Some 43% of Londoners polled said they liked Mr Johnson the most, while 35% preferred Mr Livingstone.
Mr Johnson was also seen as a better ambassador for London, by 47% to 32%.
But more people felt Ken Livingstone understood the concerns of ordinary Londoners, by 49% to 26%.
And more people felt Mr Livingstone would be better in a crisis (43% to 32%).
Mr Mludzinski said of the latter finding: "This is a key measure - particularly in an election based on individual candidates.
"Mr Livingstone's lead here is possibly down to handling the 7/7 bombings."
In contrast Mr Johnson came in for criticism for his perceived slow response to the London riots.
Ken Livingstone's campaign has largely focused on a pledge to cut transport fares.
Yet the poll suggested Mr Johnson had a five point lead over his rival when the public were asked who had the best ideas on transport (36% compared to 31%).
Mr Johnson was also perceived to have the best ideas on crime (26% compared to 22%).
Pollster Mr Mludzinski concluded: "What this poll clearly shows is that the mayoral election is very close between Ken Livingstone and Boris Johnson.
"Each candidate has their personal strengths and weaknesses - but when it comes to policies, the public is split or undecided."

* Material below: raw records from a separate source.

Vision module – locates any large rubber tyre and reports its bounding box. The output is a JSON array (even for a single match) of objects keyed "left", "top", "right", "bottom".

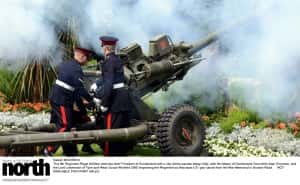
[{"left": 157, "top": 104, "right": 205, "bottom": 156}]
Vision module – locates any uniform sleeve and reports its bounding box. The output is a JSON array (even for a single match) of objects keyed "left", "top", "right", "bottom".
[
  {"left": 73, "top": 69, "right": 93, "bottom": 102},
  {"left": 95, "top": 78, "right": 104, "bottom": 99},
  {"left": 102, "top": 61, "right": 114, "bottom": 107}
]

London School of Economics local government expert Tony Travers said: "This poll shows the electorate clearly differentiate between the major candidates.
"They have strong opinions about which issues and services they're better or worse on."

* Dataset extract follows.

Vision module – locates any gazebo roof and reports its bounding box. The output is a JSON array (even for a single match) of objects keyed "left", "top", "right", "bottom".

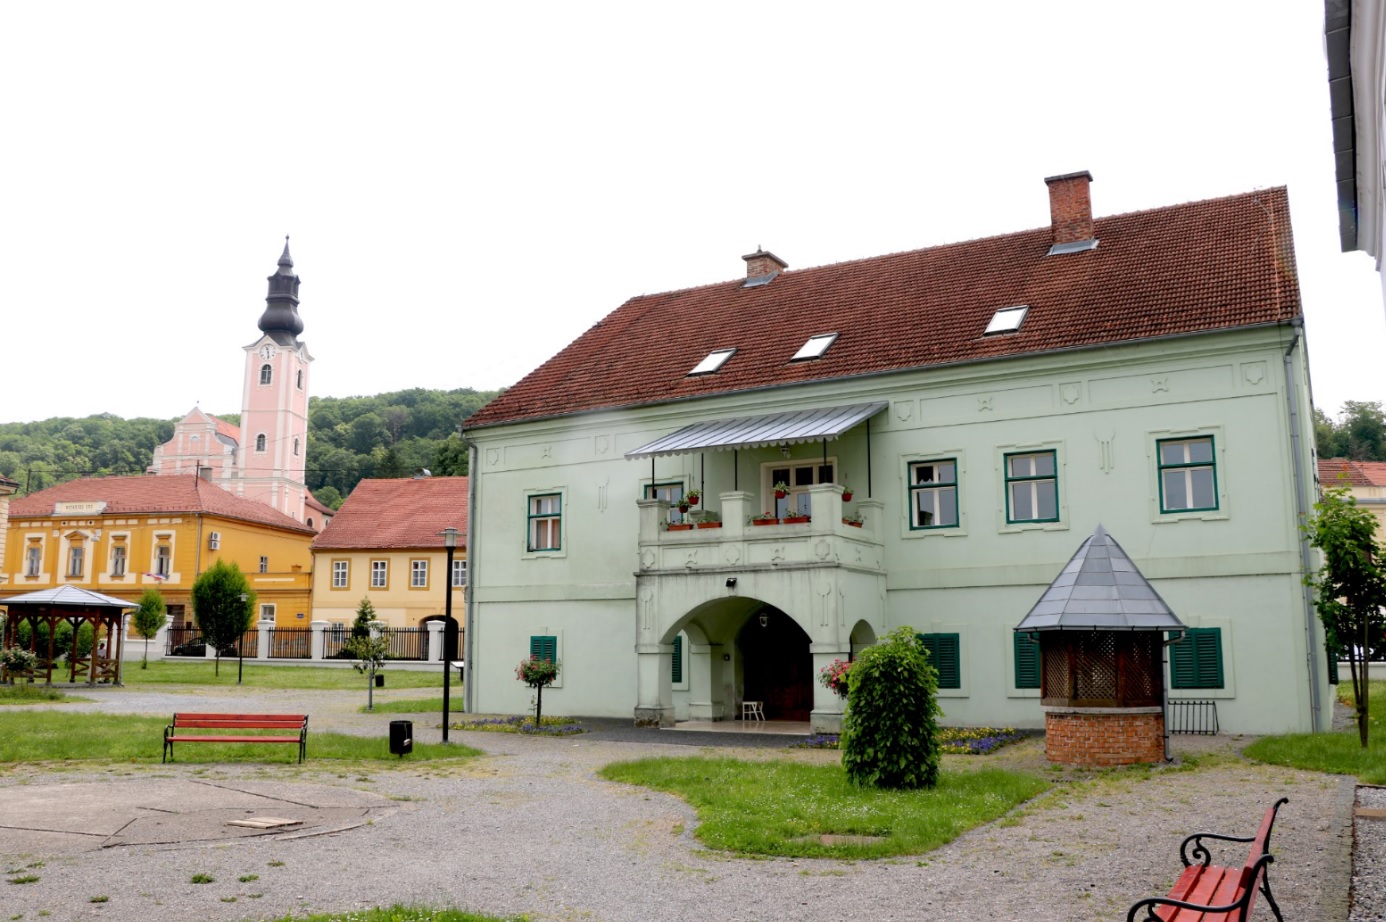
[
  {"left": 1014, "top": 524, "right": 1186, "bottom": 633},
  {"left": 1, "top": 586, "right": 135, "bottom": 609}
]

He continued: "In such a close election, what the candidates actually think and say can really affect the result.
"Normally these things don't actually matter because people have already made their minds up.
"This will certainly being the closest election since the post was created in 2000."
During the 2008 election Lib Dem Brian Paddick secured less than 10% of first preference votes.
And the new study suggests people are still to be convinced he has the right policies for London.
Just 1% thought he had the best ideas on transport or housing, while 2% thought he had the best ideas on the environment.
However, Mr Paddick - a former policeman - fared slightly better on crime, with 7% rating his plans most highly.
Tony Travers said: "Brian Paddick is a perfectly respectable candidate - but he is being terribly squeezed in this epic struggle between the two big beasts.
"Neither is Jenny Jones a bad candidate for that matter, but she has the same problem."
Ms Jones, the Green Party candidate, was thought to have the best ideas by 1% of those polled on transport, crime, the economy and housing.
Only on the environment did she do better, with 7% rating her policies most highly.